Wie schon damals ist es schwierig, die Dauer der Kämpfe abzuschätzen. Trump hat seine Meinung mehrfach geändert: Erst sagte er, der Krieg könne «sehr bald» enden, dann behauptete er, die USA hätten «genügend Zeit», während sie Ziele aus der Luft bombardieren. Irans neuer Oberster Führer Mudschtaba Khamenei hat unterdessen geschworen, die Strasse von Hormus weiterhin faktisch geschlossen zu halten.

Senkungen der Leitzinsen bleiben vorerst ein Thema für die US-Notenbank (wenn auch nicht in diesem Monat), da die Inflationsrisiken aus dem Nahen Osten von den sich abzeichnenden Problemen auf dem US-Arbeitsmarkt überschattet werden. Obwohl die Märkte eine Zinssenkung im Jahr 2026 nicht mehr vollständig einpreisen, tendieren sie weiterhin zu einer Lockerung der Geldpolitik, was die USA zu einer Ausnahme unter den G7-Staaten macht.

Angesichts der wachsenden Unzufriedenheit über die steigenden Benzinpreise im Vorfeld der Zwischenwahlen hat Trump seine Forderung nach Zinssenkungen erneuert und sogar eine vorläufige Massnahme gefordert. Die Ökonomen von Morgan Stanley bekräftigten ihre Prognose für Zinssenkungen um jeweils 0,25 Prozentpunkte im Juni und September.
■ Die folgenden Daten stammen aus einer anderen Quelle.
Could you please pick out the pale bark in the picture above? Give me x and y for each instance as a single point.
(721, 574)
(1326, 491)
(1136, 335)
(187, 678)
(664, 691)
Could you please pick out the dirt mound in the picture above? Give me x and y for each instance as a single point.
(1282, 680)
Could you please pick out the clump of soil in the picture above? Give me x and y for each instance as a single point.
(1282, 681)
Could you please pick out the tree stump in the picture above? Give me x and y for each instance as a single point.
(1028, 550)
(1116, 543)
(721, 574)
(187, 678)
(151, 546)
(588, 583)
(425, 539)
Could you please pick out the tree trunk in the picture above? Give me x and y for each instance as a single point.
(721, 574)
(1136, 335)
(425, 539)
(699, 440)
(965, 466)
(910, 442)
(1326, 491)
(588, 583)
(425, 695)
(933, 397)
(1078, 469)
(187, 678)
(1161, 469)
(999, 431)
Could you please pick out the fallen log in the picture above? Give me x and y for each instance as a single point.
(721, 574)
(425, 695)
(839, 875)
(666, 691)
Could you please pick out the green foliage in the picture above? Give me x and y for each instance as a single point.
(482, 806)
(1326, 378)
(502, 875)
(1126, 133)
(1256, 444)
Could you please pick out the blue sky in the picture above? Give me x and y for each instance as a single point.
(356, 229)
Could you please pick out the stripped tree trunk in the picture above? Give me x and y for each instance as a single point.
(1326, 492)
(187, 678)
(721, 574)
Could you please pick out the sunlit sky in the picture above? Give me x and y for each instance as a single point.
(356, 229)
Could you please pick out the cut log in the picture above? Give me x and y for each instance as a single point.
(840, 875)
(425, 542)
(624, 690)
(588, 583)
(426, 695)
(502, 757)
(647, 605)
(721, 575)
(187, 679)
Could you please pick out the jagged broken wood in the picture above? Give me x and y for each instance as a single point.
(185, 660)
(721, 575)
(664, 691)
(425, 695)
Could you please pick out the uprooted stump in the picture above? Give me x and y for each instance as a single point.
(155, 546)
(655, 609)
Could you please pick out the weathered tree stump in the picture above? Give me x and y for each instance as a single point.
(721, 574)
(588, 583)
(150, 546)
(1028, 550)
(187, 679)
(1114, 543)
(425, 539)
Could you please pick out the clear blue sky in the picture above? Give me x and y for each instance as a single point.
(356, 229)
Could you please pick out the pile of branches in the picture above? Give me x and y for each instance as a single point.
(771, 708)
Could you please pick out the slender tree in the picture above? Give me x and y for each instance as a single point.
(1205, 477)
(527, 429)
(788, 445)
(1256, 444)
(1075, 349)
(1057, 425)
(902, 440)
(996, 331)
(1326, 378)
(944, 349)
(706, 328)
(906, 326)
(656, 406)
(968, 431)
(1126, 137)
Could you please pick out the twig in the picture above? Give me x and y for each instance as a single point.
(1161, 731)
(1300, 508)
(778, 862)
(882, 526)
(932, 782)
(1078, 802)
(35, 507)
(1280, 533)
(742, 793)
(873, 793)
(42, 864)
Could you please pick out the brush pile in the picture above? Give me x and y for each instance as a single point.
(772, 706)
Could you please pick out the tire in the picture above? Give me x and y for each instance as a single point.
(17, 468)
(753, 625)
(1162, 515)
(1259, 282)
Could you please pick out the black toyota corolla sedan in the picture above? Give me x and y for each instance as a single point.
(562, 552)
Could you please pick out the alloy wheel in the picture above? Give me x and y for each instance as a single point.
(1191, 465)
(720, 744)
Eine Verzögerung sei zwar möglich, könne aber bedeuten, dass die US-Notenbank (Fed) später energischer eingreifen müsse. Selbst bei anhaltend hohen Ölpreisen seien Zinssenkungen angesichts des politischen Drucks auf eine lockere Geldpolitik, insbesondere im Vorfeld der Wahlen im November, wahrscheinlicher als Zinserhöhungen, so Christoph Balz, Ökonom bei der Commerzbank.

«Stagflationsproblem» für die Bank of England

In Europa sieht die Lage anders aus: Trotz der Wachstumsrisiken liegt der Fokus dort klar auf der Inflation, und die Erwartungen an eine weitere Lockerung der Geldpolitik sind nahezu erloschen. In Grossbritannien, wo die Preise um über 11 Prozent stiegen, lag die Wahrscheinlichkeit einer Zinssenkung im März kurz vor dem Angriff der USA und Israels auf den Iran bei fast 80 Prozent. Nun wird erwartet, dass die US-Notenbank die Zinsen unverändert lässt.

Während Ökonomen, darunter auch die von Goldman Sachs, weiterhin mit Zinssenkungen im Laufe des Jahres rechnen, preisen Händler bereits eine Zinserhöhung ein. Laut Emma Moriarty, Portfoliomanagerin bei CG Asset Management, steht die Bank of England vor einem «klassischen Beispiel für ein Stagflationsproblem». «Einerseits muss die Bank of England reaktionsschnell agieren und sicherstellen, dass die Inflationserwartungen stabil bleiben». Andererseits bestehe die reale Gefahr, dass Zinserhöhungen «die schwache Nachfrage noch verschärfen».

Das Wachstum in der 21 Länder umfassenden Eurozone ist etwas robuster, und die Wirtschaft ist deutlich besser gerüstet, einen Inflationsanstieg zu verkraften als beim letzten Mal. Es wird erwartet, dass die EZB-Vertreter die Leitzinsen am Donnerstag unverändert lassen, obwohl einige bereits Andeutungen auf zukünftige Änderungen gemacht haben.

Die Erfahrungen von 2022 «könnten die EZB für das Risiko einer Ablösung der Inflationserwartungen sensibilisieren und sie dazu bewegen, die Zinsen bei anhaltendem Energiedruck schneller anzuheben», sagte Fabio Balboni, leitender Eurozonen-Ökonom bei HSBC. Die Märkte sind überzeugt, dass die EZB handeln muss und spekulieren auf ein oder zwei Zinserhöhungen in diesem Jahr. Lediglich 7 Prozent der befragten Analysten in einer Bloomberg-Umfrage rechnen mit einer Straffung der Geldpolitik.

In Japan stehen die Chancen besser, da das Preiswachstum dort seit vier Jahren in Folge das 2-Prozent-Ziel der Zentralbank übersteigt. Nachdem die Zinsen am Donnerstag voraussichtlich unverändert geblieben sind, ist eine Erhöhung im April nicht ausgeschlossen, sagten mit der Angelegenheit vertraute Personen diesen Monat.